This rule itself is definitely worth a closer look, and, let’s call it that, slightly provocatively, “get to the bottom of it”. It becomes interesting, by the way, if you ask a random person (who is generally interested in football) about it. What were they thinking when they introduced her? At this point, everyone may ask themselves what their own answer would be? What was the purpose of its introduction, what was expected of it, what did it achieve?
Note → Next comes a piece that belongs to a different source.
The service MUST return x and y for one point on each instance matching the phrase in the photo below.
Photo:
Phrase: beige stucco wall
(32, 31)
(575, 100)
These are precisely the questions that will now be explored here.
1) How did the idea come about?
2) What was the ultimate purpose of the introduction?
- to what extent were the goals reviewed?
- to what extent was the purpose fulfilled?
- fair or unfair? Actual consequences?
- a little mathematics on the subject
A decisive additional aspect, accompanying this rule, must be urgently mentioned here, which is indispensable, no matter which answer one tends to give oneself. The driving force must have been that some kind of grievance was observed, which one wanted to counteract. This is actually a tautology, a self-proving statement. Nevertheless, as a brief justification: every rule change should unquestionably represent an improvement, insofar as it must go back to a recognised grievance. Or should we assume: no, there are too many risk patients among the spectators and we have to take them into account by depriving them of tension?
This part of the justification for its introduction would at the same time be proof – to all doubters of the meaningfulness of proposed rule modifications and rethinking in favour of excitement, action, goals — that those who introduced the rule must also have been interested in increasing the entertainment value of a football match. In general, this idea is the main reason for writing the whole text.
The “proof” that the introduction must be based on the observation of a lack of entertainment value is therefore trivial and must be accepted for the time being. However, it is a kind of “artificial intervention”. For fundamentally, the awarding of three points for a win is unfair compared to the awarding of one for a draw. The skewed table pictures, induced by this, may be another clue that perhaps there is more “skewed” about it? Another, perhaps, is the one that can be clearly taken from a frequent reporter’s saying, even if at the moment it is unreflective on the part of the speaker, nevertheless brought to the point (namely the ONE), dictated into the microphone after the end of the game: “A draw that doesn’t really help anyone”. It was thus recognised that somehow BOTH teams had been robbed of half a point, i.e. a small injustice had been perpetrated on these two right now.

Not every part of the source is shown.